To makes sense of the contradictions and forge your own path, I suggest leaning on the comments of the late Walter Wriston — the banker who built Citicorp into a titan a couple of decades ago. He once said that money goes where it is most wanted and best treated.

So rather than focusing too much on the really speculative corners of the equity markets, I suggest focusing your risk-taking activities on the stocks and the funds in the Dow Jones Industrials DIA -0.02% , iShares Midcap Growth IJK +0.36% and SPDR Staples XLP -0.35% .
THE VIEW FROM SYDNEY
When you need to really understand what is happening with banks and credit, you have to turn to Satyajit Das, the derivatives expert based in Australia who has been chronicling and explaining the great financial crisis for us over the past four years.

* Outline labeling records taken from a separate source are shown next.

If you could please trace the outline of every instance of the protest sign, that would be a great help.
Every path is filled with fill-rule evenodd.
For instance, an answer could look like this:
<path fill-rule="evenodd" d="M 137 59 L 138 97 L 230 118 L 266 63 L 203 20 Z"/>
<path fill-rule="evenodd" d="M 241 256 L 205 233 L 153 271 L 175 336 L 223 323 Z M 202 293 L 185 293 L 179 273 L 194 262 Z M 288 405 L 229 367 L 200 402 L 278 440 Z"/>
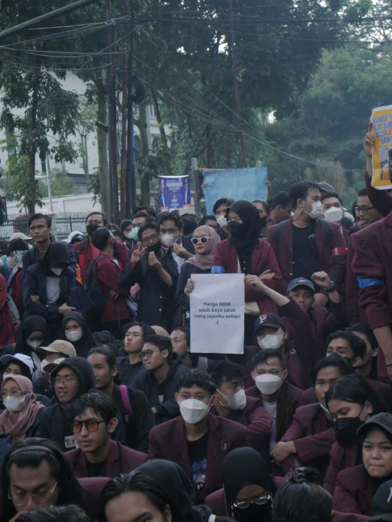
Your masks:
<path fill-rule="evenodd" d="M 235 201 L 265 200 L 267 197 L 267 169 L 232 168 L 227 170 L 203 170 L 205 187 L 203 192 L 207 214 L 212 214 L 214 203 L 221 197 Z"/>
<path fill-rule="evenodd" d="M 373 177 L 371 186 L 380 190 L 391 189 L 392 183 L 392 105 L 373 109 Z"/>
<path fill-rule="evenodd" d="M 190 294 L 190 351 L 243 354 L 243 274 L 195 274 Z"/>
<path fill-rule="evenodd" d="M 190 207 L 189 176 L 158 176 L 161 210 Z"/>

I caught up with him on the road, and he answered a few questions overnight:
What was the central banks' action really all about?

Das: Same, same. Another day, another plan!
Will this coordinated effort to provide dollar liquidity change the game in Europe?

Das : No. This is just alleviating the funding problem for banks which have found it difficult to obtain deposits in the wholesale markets. It's similar to a plan used in 2008. European banks have been struggling to raise dollars. Rumor has it they cannot roll over deposits. For example, most Asian banks have substantially reduced their credit lines to European banks.

Is the issue about liquidity or indebtedness in euro zone?

Das : It is purely about liquidity and bank funding. It does not deal with the problems of debt levels.

How will that story of indebtedness change?

Das : When and if and only if, people start to write down debt to more sustainable levels and recapitalize the banks. Unfortunately, it is isn't happening. We are just trying to find new lenders to replace the old lenders, that's all.

In summary, Das said he would not read too much into this action. A more telling indicator will be what the meeting to save the Euro announces on December 9 — though he observes it probably will be just a plan to have a plan to have a plan.

JUST BUYING TIME

Now let's look at another angle on the Wednesday surge from the perspective of KGS analysts.

They noted late Wednesday that Eurostat, an research arm of the European Union, published the latest unemployment figures for the region's core states this week. It reported that 16.294 million people in the 17-nation euro zone were out of work in October 2011, the highest tally since records began in 1995 and more than the combined populations of Belgium and Ireland. The figures beg the question of how much worse it can get, according to the report.

In addition to the suffering of the individuals who have lost their job, the rise makes it harder still for governments to end the debt crisis, KGS analysts note. More unemployment means higher social security payments and lower tax receipts. Growth suffers, public borrowing rises, investors get anxious, and the debt crisis rolls on.

The Eurostat report was overwhelmed by the report of action by the European central banks to improve liquidity. The action of the banks is what financial theorists call paying the "price of time," the analysts said. They bought more time for European banks and governments to meet immediate commitments, while hoping longer term economic improvements start to emerge. They bought approximately two weeks of time.

The main strategy of the big banks is to buy time and wait and see whether economic conditions, such as jobs, get better. So far that strategy is proving disastrous as public confidence is less a function of time than of present and future ability to pay.

The Eurostat unemployment data justify a negative outlook on present and future ability to pay in many of the EU countries. That is an indicator of a lack of confidence and increased stress in the financial system that will persist no matter how much free-range liquidity is unleashed.